Além do start que dá no processo de aprendizado da leitura, ler para a criança é importante do ponto de vista da formação filosófica e psicológica. É importante também porque passa informações morais que a ajudam a socializar-se, a tornar-se um ser humano que respeita regras, planeja, controla suas vontades.

DrauzioQue mais se pode fazer para estimular o desenvolvimento da linguagem nas crianças?
Cláudio G. dos Santos - As antigas cantigas infantis que estão se perdendo por influência da mídia precisam ser recuperadas, porque favorecem o desenvolvimento da consciência fonológica, da capacidade de a criança pensar na estrutura sonora das palavras. Quando canta “Atirei um pau no gato-to-to, mas o gato-to-to não morreu” ela vai descobrindo que a sílaba to que aparece em gato, faz parte também de outras palavras. Brincar com rimas é outra estratégia até certo ponto lúdica que não deve ser deixada de lado.

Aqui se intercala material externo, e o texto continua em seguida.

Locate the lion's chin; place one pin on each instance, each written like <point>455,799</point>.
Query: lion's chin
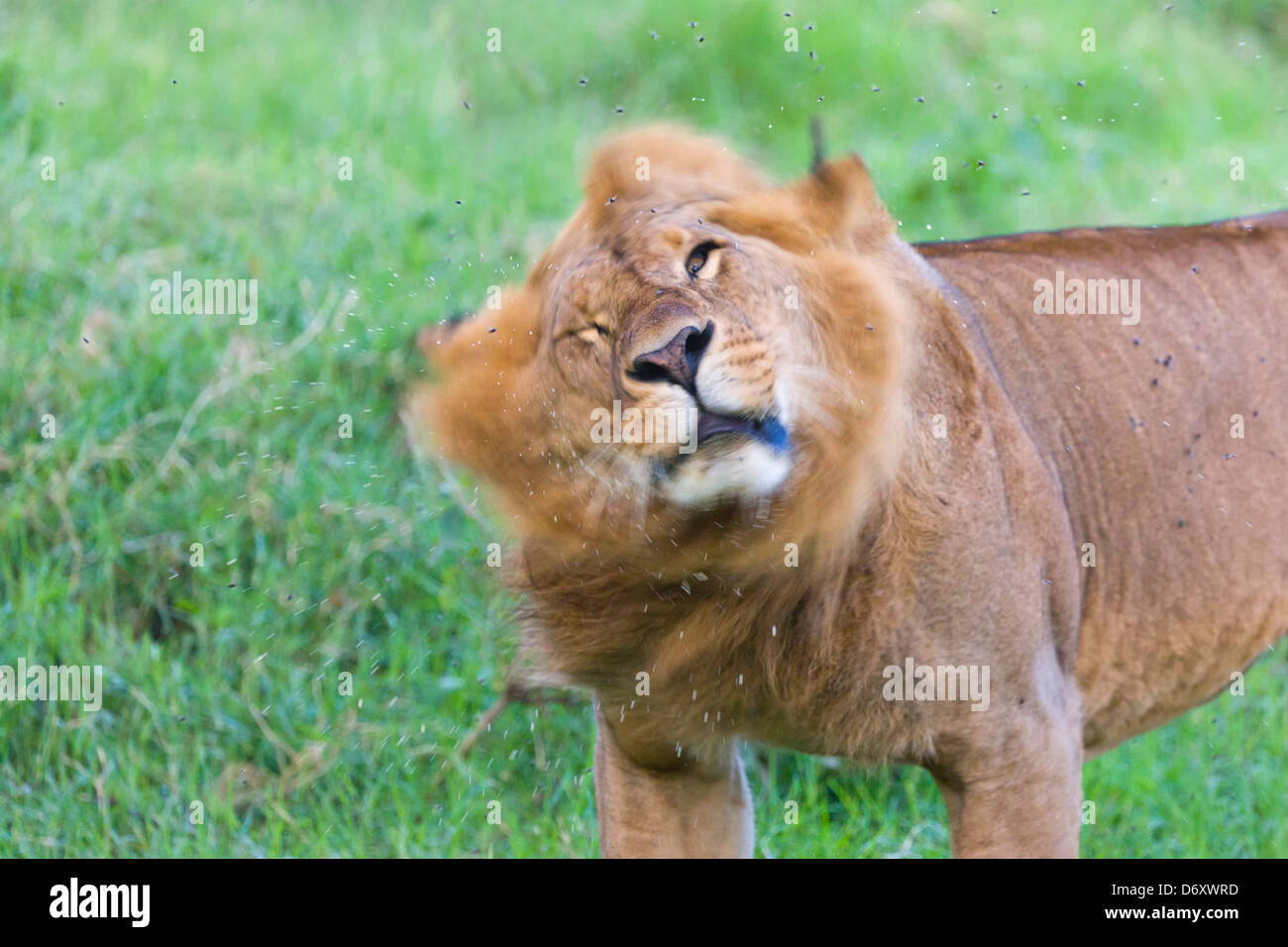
<point>741,471</point>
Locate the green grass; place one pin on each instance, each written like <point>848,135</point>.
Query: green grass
<point>325,554</point>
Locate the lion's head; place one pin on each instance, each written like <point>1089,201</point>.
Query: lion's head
<point>699,351</point>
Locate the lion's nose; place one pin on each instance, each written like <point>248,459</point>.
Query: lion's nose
<point>677,361</point>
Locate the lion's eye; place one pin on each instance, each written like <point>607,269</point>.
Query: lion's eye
<point>698,257</point>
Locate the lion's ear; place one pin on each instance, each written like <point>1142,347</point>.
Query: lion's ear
<point>668,159</point>
<point>836,204</point>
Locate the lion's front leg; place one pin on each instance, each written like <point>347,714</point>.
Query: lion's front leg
<point>1021,802</point>
<point>692,809</point>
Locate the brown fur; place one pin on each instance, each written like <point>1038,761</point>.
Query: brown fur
<point>953,551</point>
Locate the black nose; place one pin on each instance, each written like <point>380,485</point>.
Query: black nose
<point>677,361</point>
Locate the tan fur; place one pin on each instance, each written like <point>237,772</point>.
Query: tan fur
<point>951,551</point>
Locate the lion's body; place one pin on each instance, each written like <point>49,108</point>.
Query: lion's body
<point>1189,523</point>
<point>915,470</point>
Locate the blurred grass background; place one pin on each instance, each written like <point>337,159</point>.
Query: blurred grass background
<point>327,554</point>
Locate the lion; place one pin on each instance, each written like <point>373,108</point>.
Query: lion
<point>956,505</point>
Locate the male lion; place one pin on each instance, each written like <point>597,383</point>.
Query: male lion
<point>934,514</point>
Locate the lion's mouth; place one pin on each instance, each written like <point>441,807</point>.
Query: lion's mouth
<point>768,431</point>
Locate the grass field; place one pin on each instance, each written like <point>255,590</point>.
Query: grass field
<point>326,554</point>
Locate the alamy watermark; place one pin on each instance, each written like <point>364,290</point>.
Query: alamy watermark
<point>206,298</point>
<point>913,682</point>
<point>645,425</point>
<point>76,684</point>
<point>1077,296</point>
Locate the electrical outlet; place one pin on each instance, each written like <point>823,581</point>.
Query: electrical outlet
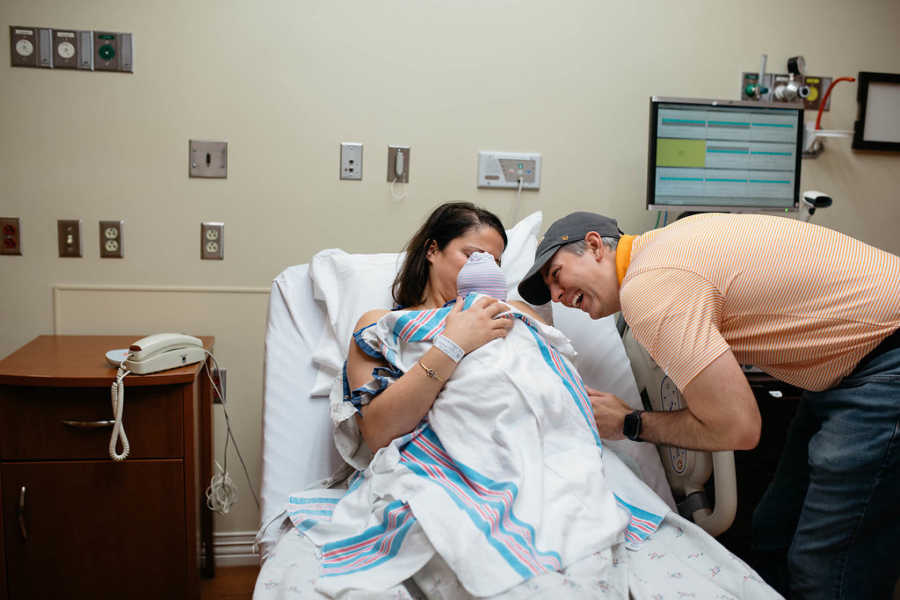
<point>10,236</point>
<point>220,379</point>
<point>112,241</point>
<point>69,238</point>
<point>351,160</point>
<point>398,164</point>
<point>212,241</point>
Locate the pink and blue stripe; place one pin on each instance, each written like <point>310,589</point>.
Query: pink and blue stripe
<point>371,548</point>
<point>487,503</point>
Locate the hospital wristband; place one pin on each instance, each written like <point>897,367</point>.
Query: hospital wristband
<point>432,373</point>
<point>449,347</point>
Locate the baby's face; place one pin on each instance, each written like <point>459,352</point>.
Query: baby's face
<point>483,275</point>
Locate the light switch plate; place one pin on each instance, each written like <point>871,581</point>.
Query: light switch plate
<point>10,236</point>
<point>69,238</point>
<point>208,159</point>
<point>112,239</point>
<point>351,160</point>
<point>212,241</point>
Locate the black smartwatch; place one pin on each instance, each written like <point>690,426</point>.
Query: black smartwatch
<point>632,426</point>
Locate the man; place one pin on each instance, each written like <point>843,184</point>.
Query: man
<point>811,307</point>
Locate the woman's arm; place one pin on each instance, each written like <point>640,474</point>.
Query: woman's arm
<point>402,406</point>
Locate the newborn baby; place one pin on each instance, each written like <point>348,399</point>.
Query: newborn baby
<point>481,274</point>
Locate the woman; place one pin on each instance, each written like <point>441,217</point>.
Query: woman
<point>427,279</point>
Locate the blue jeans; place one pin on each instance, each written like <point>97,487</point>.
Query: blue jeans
<point>829,524</point>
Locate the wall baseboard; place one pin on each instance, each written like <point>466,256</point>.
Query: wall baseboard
<point>235,548</point>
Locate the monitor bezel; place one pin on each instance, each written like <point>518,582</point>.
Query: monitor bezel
<point>655,102</point>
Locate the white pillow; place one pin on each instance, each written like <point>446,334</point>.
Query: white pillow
<point>351,284</point>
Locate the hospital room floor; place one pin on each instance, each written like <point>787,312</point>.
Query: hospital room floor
<point>755,468</point>
<point>230,583</point>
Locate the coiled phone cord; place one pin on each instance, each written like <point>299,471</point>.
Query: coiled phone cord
<point>117,392</point>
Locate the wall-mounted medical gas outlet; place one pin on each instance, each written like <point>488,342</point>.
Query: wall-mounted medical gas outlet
<point>208,159</point>
<point>69,238</point>
<point>212,241</point>
<point>112,240</point>
<point>782,87</point>
<point>398,164</point>
<point>113,51</point>
<point>351,160</point>
<point>73,49</point>
<point>506,169</point>
<point>30,47</point>
<point>10,236</point>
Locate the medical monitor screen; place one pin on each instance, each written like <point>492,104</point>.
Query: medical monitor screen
<point>723,155</point>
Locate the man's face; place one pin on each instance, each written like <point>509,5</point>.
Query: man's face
<point>588,281</point>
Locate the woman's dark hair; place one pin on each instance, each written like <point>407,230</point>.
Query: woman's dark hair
<point>445,224</point>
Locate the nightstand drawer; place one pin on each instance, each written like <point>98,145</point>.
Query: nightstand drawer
<point>34,422</point>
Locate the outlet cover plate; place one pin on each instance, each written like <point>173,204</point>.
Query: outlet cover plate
<point>208,159</point>
<point>351,160</point>
<point>112,240</point>
<point>10,236</point>
<point>69,237</point>
<point>212,241</point>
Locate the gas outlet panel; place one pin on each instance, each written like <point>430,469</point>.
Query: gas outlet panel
<point>779,87</point>
<point>508,169</point>
<point>30,47</point>
<point>48,48</point>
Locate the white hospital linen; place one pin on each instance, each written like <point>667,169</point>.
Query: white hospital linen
<point>505,479</point>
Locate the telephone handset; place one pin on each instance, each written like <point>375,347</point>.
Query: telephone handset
<point>163,351</point>
<point>151,354</point>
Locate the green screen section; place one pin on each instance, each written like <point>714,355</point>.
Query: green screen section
<point>680,153</point>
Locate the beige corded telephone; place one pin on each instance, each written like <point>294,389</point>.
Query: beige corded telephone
<point>151,354</point>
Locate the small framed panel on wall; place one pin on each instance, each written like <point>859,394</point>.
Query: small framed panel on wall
<point>878,119</point>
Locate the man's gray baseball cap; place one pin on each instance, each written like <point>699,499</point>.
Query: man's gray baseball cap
<point>571,228</point>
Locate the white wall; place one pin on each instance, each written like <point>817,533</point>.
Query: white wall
<point>284,82</point>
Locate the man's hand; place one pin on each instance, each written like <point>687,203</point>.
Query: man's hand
<point>609,413</point>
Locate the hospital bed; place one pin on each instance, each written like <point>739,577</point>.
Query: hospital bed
<point>313,307</point>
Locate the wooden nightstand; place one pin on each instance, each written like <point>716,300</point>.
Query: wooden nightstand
<point>74,523</point>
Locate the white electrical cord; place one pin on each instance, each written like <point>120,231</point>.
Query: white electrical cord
<point>222,492</point>
<point>518,202</point>
<point>117,392</point>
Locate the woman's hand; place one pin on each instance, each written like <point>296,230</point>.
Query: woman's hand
<point>476,326</point>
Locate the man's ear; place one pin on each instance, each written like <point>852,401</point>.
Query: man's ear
<point>430,249</point>
<point>594,244</point>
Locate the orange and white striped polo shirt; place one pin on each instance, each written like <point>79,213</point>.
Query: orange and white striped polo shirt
<point>802,302</point>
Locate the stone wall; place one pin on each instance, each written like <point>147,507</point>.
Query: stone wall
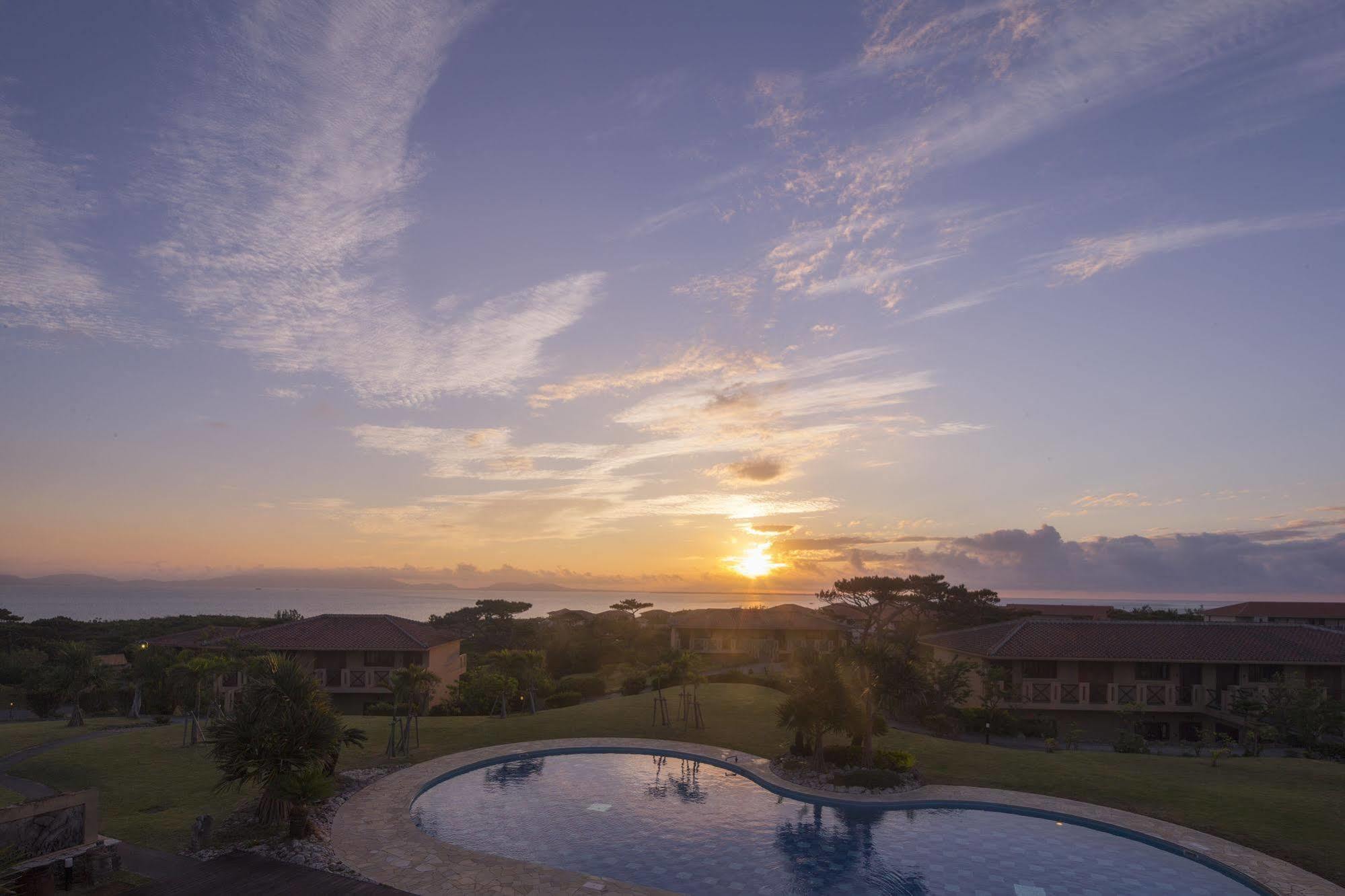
<point>51,824</point>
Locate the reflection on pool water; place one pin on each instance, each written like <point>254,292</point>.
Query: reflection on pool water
<point>696,828</point>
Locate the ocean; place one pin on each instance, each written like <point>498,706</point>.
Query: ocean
<point>85,603</point>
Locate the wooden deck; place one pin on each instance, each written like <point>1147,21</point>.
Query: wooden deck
<point>250,875</point>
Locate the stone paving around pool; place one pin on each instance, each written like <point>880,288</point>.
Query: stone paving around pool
<point>374,833</point>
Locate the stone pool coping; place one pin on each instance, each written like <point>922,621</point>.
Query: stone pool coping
<point>374,833</point>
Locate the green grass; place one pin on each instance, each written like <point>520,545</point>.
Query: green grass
<point>1288,808</point>
<point>20,735</point>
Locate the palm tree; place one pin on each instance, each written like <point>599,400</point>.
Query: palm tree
<point>864,667</point>
<point>77,673</point>
<point>283,726</point>
<point>818,704</point>
<point>301,792</point>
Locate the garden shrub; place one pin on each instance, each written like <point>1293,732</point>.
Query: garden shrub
<point>942,726</point>
<point>739,677</point>
<point>838,755</point>
<point>564,699</point>
<point>1001,722</point>
<point>42,703</point>
<point>895,761</point>
<point>583,685</point>
<point>1039,727</point>
<point>872,778</point>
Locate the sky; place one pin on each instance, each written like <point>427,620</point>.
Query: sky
<point>1042,297</point>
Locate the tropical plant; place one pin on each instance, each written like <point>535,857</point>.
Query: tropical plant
<point>77,672</point>
<point>301,792</point>
<point>283,724</point>
<point>818,704</point>
<point>416,685</point>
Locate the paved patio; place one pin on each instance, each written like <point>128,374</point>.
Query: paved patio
<point>374,832</point>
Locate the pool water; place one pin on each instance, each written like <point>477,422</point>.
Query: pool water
<point>696,828</point>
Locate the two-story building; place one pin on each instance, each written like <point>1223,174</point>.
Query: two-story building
<point>1311,613</point>
<point>353,656</point>
<point>767,634</point>
<point>1186,676</point>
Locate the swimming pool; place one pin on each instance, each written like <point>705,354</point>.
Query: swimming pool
<point>696,828</point>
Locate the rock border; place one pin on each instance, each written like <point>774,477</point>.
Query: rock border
<point>374,833</point>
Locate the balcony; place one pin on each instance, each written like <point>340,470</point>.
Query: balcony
<point>1058,695</point>
<point>374,679</point>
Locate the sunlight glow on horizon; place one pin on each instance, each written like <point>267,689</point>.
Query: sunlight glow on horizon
<point>755,562</point>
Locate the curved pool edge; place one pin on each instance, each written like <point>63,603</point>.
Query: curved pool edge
<point>375,835</point>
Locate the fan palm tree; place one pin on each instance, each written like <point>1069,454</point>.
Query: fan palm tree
<point>77,673</point>
<point>416,685</point>
<point>283,726</point>
<point>820,703</point>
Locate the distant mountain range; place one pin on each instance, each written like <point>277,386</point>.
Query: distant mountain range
<point>273,579</point>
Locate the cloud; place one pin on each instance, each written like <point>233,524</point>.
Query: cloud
<point>751,472</point>
<point>661,220</point>
<point>284,180</point>
<point>945,430</point>
<point>48,278</point>
<point>697,361</point>
<point>1182,563</point>
<point>1097,255</point>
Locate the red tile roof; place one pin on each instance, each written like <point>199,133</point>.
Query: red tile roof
<point>330,632</point>
<point>1036,638</point>
<point>783,617</point>
<point>349,632</point>
<point>1305,609</point>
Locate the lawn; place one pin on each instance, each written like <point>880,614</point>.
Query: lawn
<point>152,789</point>
<point>20,735</point>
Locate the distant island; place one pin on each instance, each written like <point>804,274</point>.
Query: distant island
<point>276,579</point>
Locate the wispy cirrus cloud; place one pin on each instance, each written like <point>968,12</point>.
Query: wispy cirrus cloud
<point>1090,256</point>
<point>285,178</point>
<point>697,361</point>
<point>774,418</point>
<point>48,279</point>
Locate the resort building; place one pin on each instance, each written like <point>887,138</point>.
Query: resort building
<point>1187,676</point>
<point>353,656</point>
<point>764,634</point>
<point>1331,614</point>
<point>1063,611</point>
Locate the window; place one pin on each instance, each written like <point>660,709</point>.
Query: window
<point>1153,672</point>
<point>1039,669</point>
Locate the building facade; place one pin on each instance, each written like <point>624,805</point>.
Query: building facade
<point>1330,614</point>
<point>768,634</point>
<point>1186,677</point>
<point>353,656</point>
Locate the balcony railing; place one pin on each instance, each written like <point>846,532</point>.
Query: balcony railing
<point>366,679</point>
<point>1055,694</point>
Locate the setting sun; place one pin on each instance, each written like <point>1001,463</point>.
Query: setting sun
<point>755,562</point>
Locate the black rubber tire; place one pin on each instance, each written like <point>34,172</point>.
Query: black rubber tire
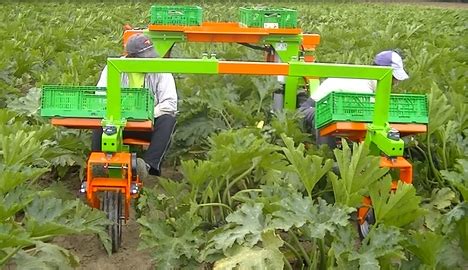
<point>365,227</point>
<point>111,204</point>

DrauzioQual é a idade ideal para esse tipo de atividade?
Cláudio G. dos Santos – Crianças estimuladas entre três e cinco anos serão melhores leitoras do que aquelas que não foram.

DrauzioCrianças que apresentam dislexia na infância podem aprender a ler normalmente depois?
Cláudio G. dos Santos – Algumas, sim. Outras permanecem com deficiências. De certa maneira, porém, esses quadros podem ser bastante melhorados.